Currys shares shrug off cost-of-living crisis to soar 10%, but electronics retailer warns outlook ‘uncertain’

Shares in Currys have soared despite warnings that the rise in the cost of living will hit profits this year.

The electronics retailer said the outlook was “uncertain” as households reined in spending in the face of higher energy and food bills.

Chief executive Alex Baldock admitted that buyers were under “severe pressure”.

Currys chief executive Alex Beldock said customers are spending more on technology than they would have before Covid hit, a trend he expects to continue

“We don’t expect that to improve in the coming months, so certainly discretionary income will be squeezed.”

Karis said profits this year would fall to between £130m and £150m, compared with the £164m analysts had estimated.

The group has lost 45 percent of its value this year amid fears that spiraling inflation will hit demand for major commodities.

But actions rose 10.5 percent, or 7 points, to 73.55 points yesterday.

Currys has seen shoppers return to stores after the Covid lockdown.

In-store sales jumped 61 percent in the year to May compared to the same period last year – higher than expected.

Total sales came in at £10.1bn, down slightly from £10.3bn last year. But profits rose 19 per cent to £186m.

Baldock said customers are spending more on technology than they would have before Covid hit, a trend he expects to continue.

He said: “It’s a consistently bigger market, even after the turbulence of the last few months, which remains true.

The technology market is bigger than it was before the pandemic because of the more important role that technology plays in people’s lives.”

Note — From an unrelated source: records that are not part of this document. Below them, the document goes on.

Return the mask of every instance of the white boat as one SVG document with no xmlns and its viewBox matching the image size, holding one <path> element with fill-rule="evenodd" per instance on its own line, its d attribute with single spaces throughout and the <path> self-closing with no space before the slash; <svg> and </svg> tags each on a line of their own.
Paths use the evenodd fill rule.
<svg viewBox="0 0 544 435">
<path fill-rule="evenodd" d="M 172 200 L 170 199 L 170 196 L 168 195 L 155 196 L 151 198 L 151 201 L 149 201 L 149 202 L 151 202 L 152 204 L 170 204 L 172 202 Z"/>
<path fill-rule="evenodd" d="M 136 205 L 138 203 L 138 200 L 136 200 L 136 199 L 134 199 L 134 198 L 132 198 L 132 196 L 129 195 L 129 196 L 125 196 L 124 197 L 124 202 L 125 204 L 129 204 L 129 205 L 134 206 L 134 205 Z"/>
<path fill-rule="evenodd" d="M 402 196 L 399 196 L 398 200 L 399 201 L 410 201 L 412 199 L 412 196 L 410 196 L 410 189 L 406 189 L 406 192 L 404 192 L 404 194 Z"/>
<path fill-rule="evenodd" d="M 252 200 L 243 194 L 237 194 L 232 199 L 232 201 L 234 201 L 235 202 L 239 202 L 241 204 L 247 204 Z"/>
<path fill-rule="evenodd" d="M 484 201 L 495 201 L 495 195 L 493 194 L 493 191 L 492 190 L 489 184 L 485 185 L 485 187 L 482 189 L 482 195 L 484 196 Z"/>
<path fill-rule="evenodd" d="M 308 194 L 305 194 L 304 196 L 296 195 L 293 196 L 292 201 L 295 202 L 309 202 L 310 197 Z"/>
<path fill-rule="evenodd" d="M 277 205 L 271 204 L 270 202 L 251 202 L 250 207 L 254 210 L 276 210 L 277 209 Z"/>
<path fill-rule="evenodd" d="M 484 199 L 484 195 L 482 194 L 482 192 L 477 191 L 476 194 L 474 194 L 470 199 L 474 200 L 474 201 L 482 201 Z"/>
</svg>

Founded in 1884 by Henry Curry as a bicycle company, Currys has 314 stores in the UK and Ireland selling computers, home appliances, games consoles and other electronics.

Its results came amid continued turbulence at rival AO World, whose shares have fallen 41 percent since last Friday.

The company was forced to seek £40m in shareholder funding after an insurance company withdrew its cover.

Hargreaves Lansdown equities analyst Matt Britzman said: “On the one hand, profits beat expectations as higher costs were successfully offset by savings across the business and the return of in-store purchases boosted margins.

“On the other hand, the outlook still looks cloudy as inflation looks set to weigh on discretionary spending and spending across the board will continue to rise.”